Mort de Monseigneur Gaussail à Perpignan en 1899

Un président et un évêque de vie à trépas

Monseigneur Noël Gaussail, originaire du Tarn-et-Garonne, est nommé évêque de Perpignan en 1886, après avoir été brièvement évêque d'Oran. Sans doute moins populaire que son successeur, Jules Carsalade du Pont, il restera tout de même à cette charge treize années durant. Il aura notamment consacré quelques églises, dont celle de Pézilla-la-Rivière, fait restaurer le maître-autel de la cathédrale de Perpignan et même publié un catéchisme en catalan en 1898.
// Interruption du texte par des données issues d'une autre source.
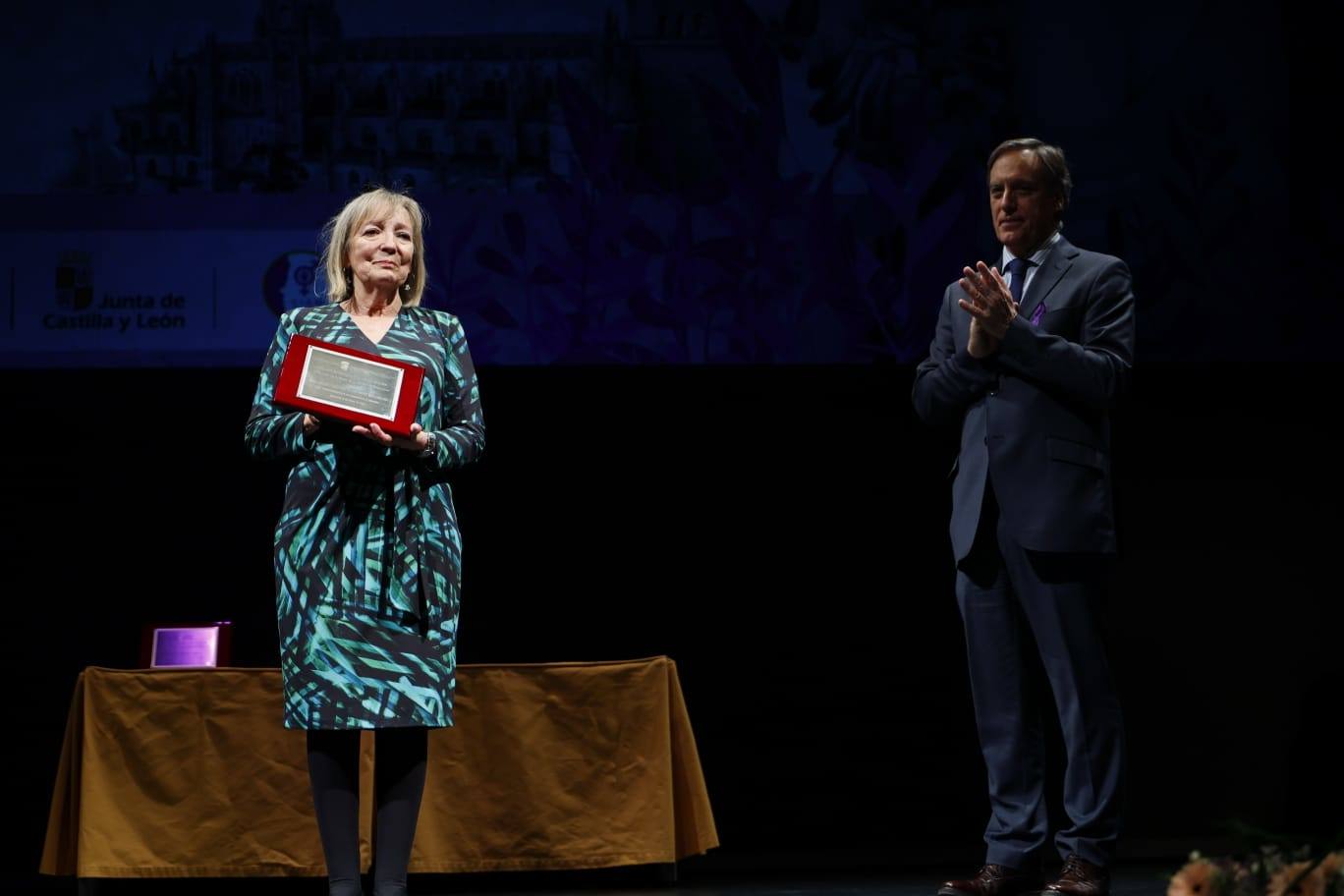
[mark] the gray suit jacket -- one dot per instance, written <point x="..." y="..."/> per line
<point x="1033" y="416"/>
Vieux papiers des Pyrénées-Orientales
Mgr Gaussail, alors évêque d'Oran, en 1884


Le journal Le Roussillon du samedi 18 février 1899 nous apprend sa mort subite la nuit de la veille, précisément à minuit passé de vingt minutes. Si l'on peut être surpris de prime abord de ne trouver cette information que sur une colonne en page 3, le fait s'explique en réalité aisément, Monseigneur Gaussail ayant eu la mauvaise idée de mourir le lendemain de la mort du Président de la République d'alors, Félix Faure. Ce dernier, supposément mort d'une « attaque d'apoplexie foudroyante » (selon le communiqué officiel), aurait en fait d'après la rumeur été retrouvé mort tenant la tête de sa maîtresse entre ses jambes. Il n'en fallait pas plus pour déclencher les moqueries des journaux de l'époque et susciter nombre de plaisanteries restées célèbres, relatives à la fois à sa vanité et à ses aventures extra-conjugales (dont le fameux « Il voulait être César, il ne fut que Pompée »). Rien de tout cela malgré tout dans Le Roussillon, journal catholique et royaliste, qui se contente alors de simplement relater les faits.
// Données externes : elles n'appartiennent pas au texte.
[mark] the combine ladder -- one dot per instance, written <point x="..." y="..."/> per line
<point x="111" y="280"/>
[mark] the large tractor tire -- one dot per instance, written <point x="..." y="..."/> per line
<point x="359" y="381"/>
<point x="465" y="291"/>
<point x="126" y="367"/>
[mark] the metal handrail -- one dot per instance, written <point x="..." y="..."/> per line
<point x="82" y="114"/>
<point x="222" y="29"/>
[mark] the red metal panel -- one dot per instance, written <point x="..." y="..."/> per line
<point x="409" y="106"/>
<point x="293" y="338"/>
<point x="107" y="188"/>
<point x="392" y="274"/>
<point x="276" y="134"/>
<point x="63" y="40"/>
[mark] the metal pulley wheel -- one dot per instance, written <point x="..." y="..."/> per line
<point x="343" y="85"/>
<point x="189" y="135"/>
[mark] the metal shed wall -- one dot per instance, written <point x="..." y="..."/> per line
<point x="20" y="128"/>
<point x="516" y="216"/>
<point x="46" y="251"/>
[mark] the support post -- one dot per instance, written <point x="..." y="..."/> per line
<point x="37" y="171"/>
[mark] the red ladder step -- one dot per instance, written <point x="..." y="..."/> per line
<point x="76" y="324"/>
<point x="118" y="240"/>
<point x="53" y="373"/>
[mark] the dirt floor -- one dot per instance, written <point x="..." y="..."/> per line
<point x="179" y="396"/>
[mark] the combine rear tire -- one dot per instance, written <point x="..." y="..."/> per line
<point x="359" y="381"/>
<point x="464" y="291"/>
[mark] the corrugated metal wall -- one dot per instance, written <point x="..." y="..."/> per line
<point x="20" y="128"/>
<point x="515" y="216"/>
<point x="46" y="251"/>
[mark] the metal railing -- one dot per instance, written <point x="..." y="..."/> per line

Vieux papiers des Pyrénées-Orientales
Félix Faure, mort un jour avant Mgr Gaussail


Voyons donc ce que nous dit le journal du 18 février sur la mort de Monseigneur Gaussail.
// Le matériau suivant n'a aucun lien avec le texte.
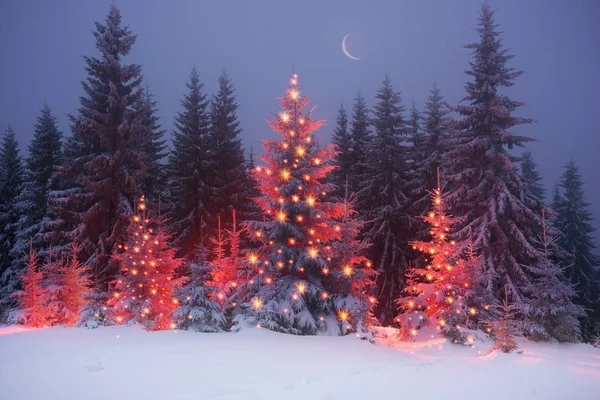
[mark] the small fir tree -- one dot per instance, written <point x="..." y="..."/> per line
<point x="143" y="290"/>
<point x="32" y="310"/>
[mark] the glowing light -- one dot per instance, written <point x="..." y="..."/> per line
<point x="343" y="315"/>
<point x="257" y="303"/>
<point x="281" y="216"/>
<point x="301" y="287"/>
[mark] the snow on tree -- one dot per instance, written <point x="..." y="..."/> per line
<point x="144" y="289"/>
<point x="230" y="178"/>
<point x="343" y="160"/>
<point x="67" y="284"/>
<point x="550" y="301"/>
<point x="109" y="162"/>
<point x="437" y="294"/>
<point x="573" y="221"/>
<point x="154" y="146"/>
<point x="11" y="178"/>
<point x="198" y="311"/>
<point x="31" y="310"/>
<point x="302" y="283"/>
<point x="189" y="165"/>
<point x="385" y="203"/>
<point x="485" y="186"/>
<point x="32" y="203"/>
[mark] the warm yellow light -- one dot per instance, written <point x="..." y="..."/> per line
<point x="257" y="303"/>
<point x="281" y="216"/>
<point x="343" y="315"/>
<point x="301" y="287"/>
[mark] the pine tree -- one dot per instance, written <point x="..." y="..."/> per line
<point x="485" y="186"/>
<point x="430" y="149"/>
<point x="533" y="190"/>
<point x="230" y="176"/>
<point x="360" y="138"/>
<point x="108" y="162"/>
<point x="299" y="281"/>
<point x="573" y="221"/>
<point x="550" y="302"/>
<point x="343" y="159"/>
<point x="67" y="283"/>
<point x="189" y="166"/>
<point x="198" y="312"/>
<point x="153" y="145"/>
<point x="385" y="194"/>
<point x="31" y="310"/>
<point x="11" y="178"/>
<point x="438" y="294"/>
<point x="144" y="288"/>
<point x="32" y="203"/>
Mort de S. G. Mgr Noël Gaussail
évêque de Perpignan

La mort vient de frapper un terrible coup au milieu de nous. Notre bien-aimé Evêque et Père en Dieu, Monseigneur Gaussail nous a été ravi dans la nuit de jeudi à vendredi, quelques instants après minuit.
La nouvelle s'est bien vite répandue, dès les premières heures, dans les rues de notre ville, et y a produit un véritablement sentiment de stupeur. On ignorait que Monseigneur fût souffrant, et rien ne faisait prévoir un dénouement si proche. Il avait assisté mardi dernier à la séance dramatique, donnée à l'Institution Saint-Louis-de-Gonzague ; le jour même de sa mort il devait célébrer la Sainte Messe pour les dames de l'Œuvre des Catéchismes, à qui il avait donné rendez-vous dans sa chapelle.
La mort est venue brusquement, presque à l'improviste.
Depuis Noël, Monseigneur se sentait fatigué : il souffrait de douleurs dans la région du cœur ; le mal lui laissait toute liberté pour vaquer à ses occupations, mais l'empêchait de marcher.
Voilà pourquoi Monseigneur n'avait plus paru à la Cathédrale depuis les fêtes de la Noël. Cet état de santé n'inspirait cependant pas pour le moment de graves inquiétudes. Jeudi soir, Monseigneur s'était couché comme d'habitude.
Vers minuit, il fut réveillé par la douleur, et il comprit que sa dernière heure était venue.
Il appela auprès de lui le personnel de l'Evêché. Monsieur le chanoine Rabaud, secrétaire général, arriva le premier, et entendit la confession du Prélat. M. le Chanoine offrit de lui donner l'Extrême-Onction. « Oui, répondit Monseigneur, qui a sans cesse conservé le calme devant la mort, oui, et hâtez-vous... hâtez-vous, a-t-il ajouté une seconde fois, car je vais mourir. » Après avoir reçu les sacrements, Monseigneur rendit son âme à Dieu. Il était minuit vingt minutes.
MM; les vicaires généraux, et M. le Supérieur du Grand-Séminaire, appelés en toute hâte, arrivèrent après l'issue fatale.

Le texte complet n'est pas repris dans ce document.